Defendant is motivated to wrongfully discredit Det. Ames because he has spoken out truthfully on matters that discredit Mark Lindquist and expose his office to liability.

CP at 7.

Defendant is abusing its power and the judicial process to benefit itself and its officials and to mitigate against liability against the Prosecuting Attorney’s Office.

CP at 7.

*127Mark Lindquist has an apparent bias and prejudice against Det. Ames because he has spoken out against Mark Lindquist and his office and because he refuses to remain silent on matters of public concern that negatively impact the prosecutor’s office even though he has been directed to do so by Mark Lindquist and his deputies.

CP at 7-8.

¶75 Mark Lindquist is abusing the power of his office to retaliate against Detective Ames. The petition also characterizes the issue on declaratory judgment as

whether Det. Ames has been truthful or whether the prosecuting attorney’s office has been dishonest in characterizing the evidence and in its declarations and representations to the court.

CP at 9.

¶76 None of these claims have been proved. As shown above, however, that is not the standard before us when reviewing dismissal under CR 12(b)(6).
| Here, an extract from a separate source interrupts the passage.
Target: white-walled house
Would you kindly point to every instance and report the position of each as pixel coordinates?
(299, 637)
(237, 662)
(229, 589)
Instead, we ask whether it is “beyond doubt” that the plaintiff can prove “no set of facts, consistent with the complaint, which would justify recovery.” No New Gas Tax, 160 Wn.2d at 164. With the evidence before us, it is certainly conceivable that Ames could prove additional facts consistent with his allegations of governmental abuse. Those allegations, if true, would directly contest the integrity of the criminal justice system and of an agency that administers it. Such issues rank high in any measure of public importance. More to the point, the relief Ames requests is a declaration that the materials at issue are not potential impeachment evidence. If he is able to prove his allegations, this relief would remove any misuse of the duty to disclose in this case and would discourage similar tactics in the future. As such, the “public interest would be enhanced by reviewing the case” which is the heart of the standard set by Anderson, 124 Wn.2d at 841, for determining whether an issue is of major public importance.
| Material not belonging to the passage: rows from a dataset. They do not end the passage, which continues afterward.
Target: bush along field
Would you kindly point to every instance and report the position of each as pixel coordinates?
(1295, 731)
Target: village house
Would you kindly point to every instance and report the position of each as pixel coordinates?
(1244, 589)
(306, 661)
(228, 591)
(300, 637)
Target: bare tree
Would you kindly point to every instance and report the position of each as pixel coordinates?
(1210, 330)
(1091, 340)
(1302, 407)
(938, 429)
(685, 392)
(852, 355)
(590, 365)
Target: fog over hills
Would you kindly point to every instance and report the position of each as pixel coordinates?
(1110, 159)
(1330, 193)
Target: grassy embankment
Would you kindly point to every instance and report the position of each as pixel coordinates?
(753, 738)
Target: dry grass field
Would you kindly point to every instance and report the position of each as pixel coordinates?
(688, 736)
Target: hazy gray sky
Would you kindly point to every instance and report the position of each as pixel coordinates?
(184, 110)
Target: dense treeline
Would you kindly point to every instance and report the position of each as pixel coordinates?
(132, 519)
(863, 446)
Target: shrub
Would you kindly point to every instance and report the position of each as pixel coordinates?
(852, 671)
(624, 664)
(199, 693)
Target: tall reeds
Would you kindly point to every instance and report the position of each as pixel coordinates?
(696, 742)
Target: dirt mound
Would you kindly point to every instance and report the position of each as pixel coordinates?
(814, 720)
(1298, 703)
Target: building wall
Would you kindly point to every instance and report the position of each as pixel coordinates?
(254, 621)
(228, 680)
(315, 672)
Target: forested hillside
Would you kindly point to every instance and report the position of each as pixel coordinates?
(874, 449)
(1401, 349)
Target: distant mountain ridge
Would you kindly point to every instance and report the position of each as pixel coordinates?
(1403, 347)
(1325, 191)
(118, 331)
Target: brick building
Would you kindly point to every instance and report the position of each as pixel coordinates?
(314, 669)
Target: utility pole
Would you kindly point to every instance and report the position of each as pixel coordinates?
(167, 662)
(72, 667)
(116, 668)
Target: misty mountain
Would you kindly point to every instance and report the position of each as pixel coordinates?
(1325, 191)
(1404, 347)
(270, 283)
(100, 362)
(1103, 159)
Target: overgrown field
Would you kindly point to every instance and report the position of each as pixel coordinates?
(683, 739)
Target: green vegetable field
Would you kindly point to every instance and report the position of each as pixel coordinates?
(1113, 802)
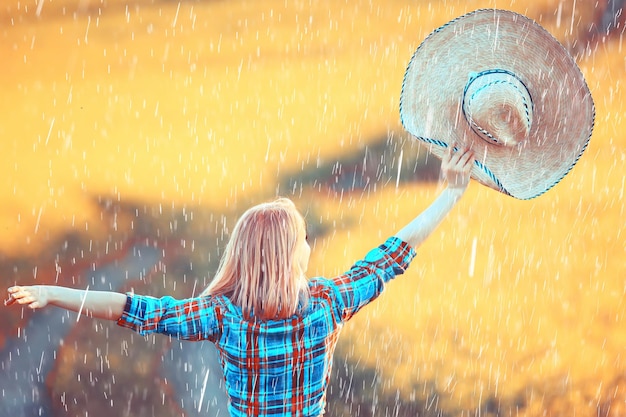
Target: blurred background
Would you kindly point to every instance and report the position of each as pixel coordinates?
(133, 134)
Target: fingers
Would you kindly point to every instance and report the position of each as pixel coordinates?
(459, 156)
(22, 296)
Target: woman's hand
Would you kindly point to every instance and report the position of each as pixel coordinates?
(32, 297)
(456, 166)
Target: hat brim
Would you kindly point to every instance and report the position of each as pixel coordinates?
(432, 94)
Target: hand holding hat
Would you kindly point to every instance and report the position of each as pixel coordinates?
(498, 82)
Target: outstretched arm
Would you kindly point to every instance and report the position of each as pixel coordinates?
(455, 167)
(98, 304)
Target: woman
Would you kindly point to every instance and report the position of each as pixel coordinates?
(274, 329)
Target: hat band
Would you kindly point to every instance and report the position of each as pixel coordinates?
(498, 107)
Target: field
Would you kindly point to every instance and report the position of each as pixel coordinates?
(161, 122)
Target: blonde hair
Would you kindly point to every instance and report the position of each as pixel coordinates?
(260, 270)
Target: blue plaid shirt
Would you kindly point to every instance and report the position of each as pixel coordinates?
(276, 367)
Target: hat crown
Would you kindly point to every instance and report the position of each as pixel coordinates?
(498, 107)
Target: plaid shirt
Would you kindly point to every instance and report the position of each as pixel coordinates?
(277, 367)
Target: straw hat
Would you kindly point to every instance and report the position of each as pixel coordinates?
(500, 83)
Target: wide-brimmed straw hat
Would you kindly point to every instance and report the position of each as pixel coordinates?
(500, 83)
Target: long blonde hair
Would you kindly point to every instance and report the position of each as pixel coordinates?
(260, 270)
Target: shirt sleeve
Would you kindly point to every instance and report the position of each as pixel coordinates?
(365, 281)
(189, 319)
*128¶77 The majority also makes the critical points that the prosecutor is under a duty to disclose potential impeachment evidence, that the prosecutor should err on the side of disclosure if in doubt, and that no one can adequately anticipate all possible uses that future defendants might make of the potential impeachment evidence at issue here. Before us, though, is a case where the principal evidence impeaching Ames was created by the prosecutor’s office, where the sequence of events could suggest some adversity between Ames and the prosecutor’s office, and where Ames’s petition alleges various flaws in the prosecutor’s development of the potential impeachment evidence. These allegations call into question whether the information created and released by the prosecutor in fact is legitimate potential impeachment evidence. If it is not, then the duty to disclose would likely not apply and future prosecutions would not be affected.

¶78 Against the backdrop of the evidence presented and the petition’s allegations, there are reasonably conceivable sets of facts Ames could have proved that would have raised issues of major public importance. With that, the petition for declaratory judgment should not have been dismissed under CR 12(b)(6). For that reason, I dissent.

After modification, further reconsideration denied July 26, 2016.

Review denied at 186 Wn.2d 1026 (2016).